Posted by cbbs70a on Wed, 10/29/2008

All;
Its a trivial thing to setup failover from one SIP trunk to another or to a PSTN line in the event that there is a failure in connectivity. That's obvious. But what about in the event that a trunk is still up, but suffering from high latency, jitter, packet loss, etc? Is anyone looking at the quality of a connection rather than a binary status of up or down? It seems to me that it should not be that difficult to accomplish and is probably a more useful way of determining whether a trunk should failover or not.
FSD


Submitted by eeman on Wed, 10/29/2008 Permalink

asterisk itself would have to change to accommodate this. A failover in dialplan can only occur when the Dial application ends and proceeds through the dialplan giving DIALSTATUS. In order to get what you want, the Dial application and channel drivers would have to undergo a rewrite in order for the channel drivers to give the dial application constant feedback of call quality and then have presets in Dial to fail if a threshold is reached.

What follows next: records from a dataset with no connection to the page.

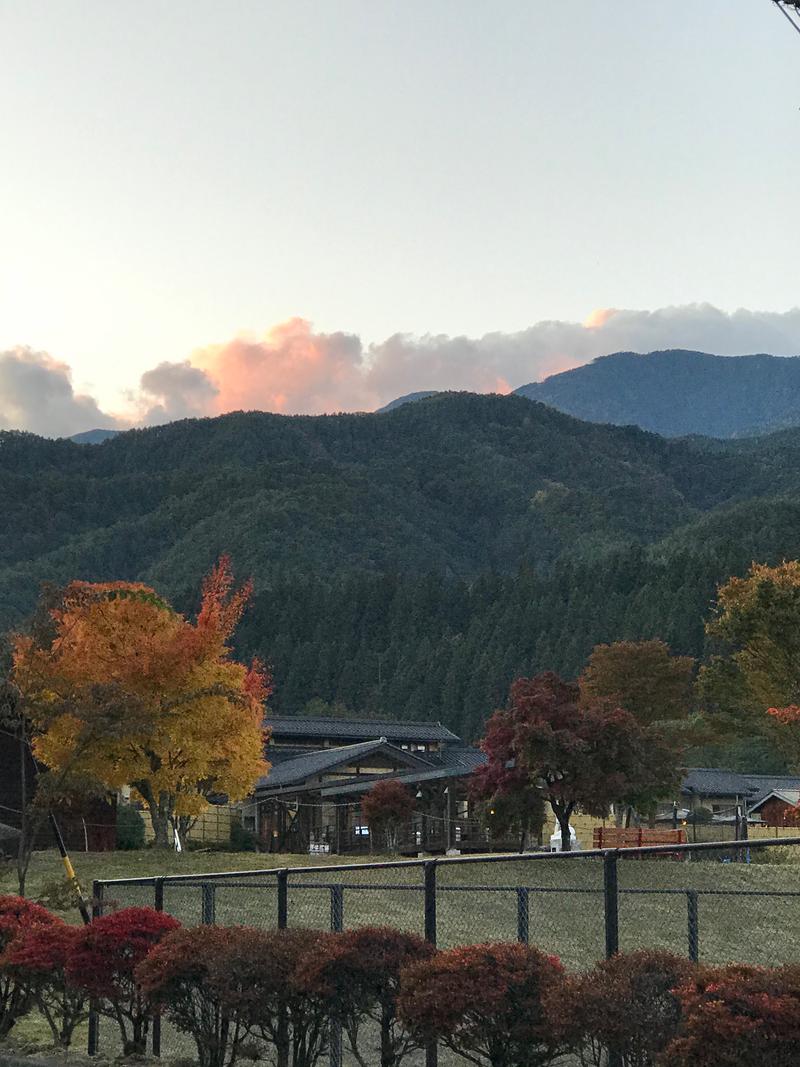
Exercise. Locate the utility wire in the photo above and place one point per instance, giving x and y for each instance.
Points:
(786, 15)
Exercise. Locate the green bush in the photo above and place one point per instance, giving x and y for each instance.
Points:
(242, 840)
(129, 828)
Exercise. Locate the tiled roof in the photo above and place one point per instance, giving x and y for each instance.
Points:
(764, 784)
(353, 786)
(788, 796)
(306, 726)
(318, 761)
(459, 755)
(712, 781)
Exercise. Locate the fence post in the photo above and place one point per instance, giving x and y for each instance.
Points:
(158, 904)
(611, 896)
(431, 1052)
(430, 902)
(337, 925)
(523, 914)
(691, 908)
(209, 904)
(337, 909)
(283, 898)
(93, 1044)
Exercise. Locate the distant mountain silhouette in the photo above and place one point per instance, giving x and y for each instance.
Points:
(94, 436)
(678, 393)
(409, 398)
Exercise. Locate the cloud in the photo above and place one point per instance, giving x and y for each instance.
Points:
(175, 391)
(293, 368)
(36, 394)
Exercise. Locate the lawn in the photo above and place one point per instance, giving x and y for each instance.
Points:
(481, 901)
(746, 912)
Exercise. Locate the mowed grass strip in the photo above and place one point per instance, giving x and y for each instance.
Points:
(479, 901)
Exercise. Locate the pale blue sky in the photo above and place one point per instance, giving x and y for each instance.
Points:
(176, 173)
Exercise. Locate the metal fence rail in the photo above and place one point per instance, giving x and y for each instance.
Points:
(582, 905)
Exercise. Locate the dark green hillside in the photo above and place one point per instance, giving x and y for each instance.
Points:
(678, 393)
(410, 562)
(454, 484)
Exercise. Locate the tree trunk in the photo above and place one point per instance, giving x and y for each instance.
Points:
(562, 814)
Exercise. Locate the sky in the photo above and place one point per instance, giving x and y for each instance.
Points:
(319, 206)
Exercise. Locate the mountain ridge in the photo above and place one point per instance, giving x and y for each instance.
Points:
(680, 392)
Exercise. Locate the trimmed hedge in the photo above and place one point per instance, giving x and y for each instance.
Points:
(273, 994)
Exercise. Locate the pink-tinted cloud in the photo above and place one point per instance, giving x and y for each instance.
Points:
(36, 394)
(291, 369)
(296, 369)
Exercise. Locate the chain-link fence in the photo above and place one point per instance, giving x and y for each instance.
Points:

This behavior might be unsettling if, while on a call, you were disconnected and then had your phone ring again as a new call was delivered via a new route.

Another method, still requiring code change, would be to expand on the qualify= concept. Currently if latency exceeds the qualify delay the channel is marked unavailable. For this metric, this already exists. It would be useful if something like a jitter threshold in the channel driver could be set to mark it unavailable once the threshold reached.

both require changes to asterisk core, which, even if written and adopted today, wouldn't appear until 1.6.3

Submitted by cbbs70a on Thu, 10/30/2008 Permalink

Sure, I hear what you are saying and you make some really good points, especially with failing over in mid-conversation. That's not something I thought of. What I imagined would be something like the following. There is a process or processes external to Asterisk that constantly monitors network status such as jitter, packet loss, delay, etc. You can add as many metrics as you want and set whatever criteria you want as to what constitutes a trunk connection that is excellent, good, fair, marginal, poor, or down. A line in the dialplan will call an AGI script that queries the network status and sets a global variable. If the global variable is set, the dialplan jumps to trunk two. I think that would work, and I think that it could be useful.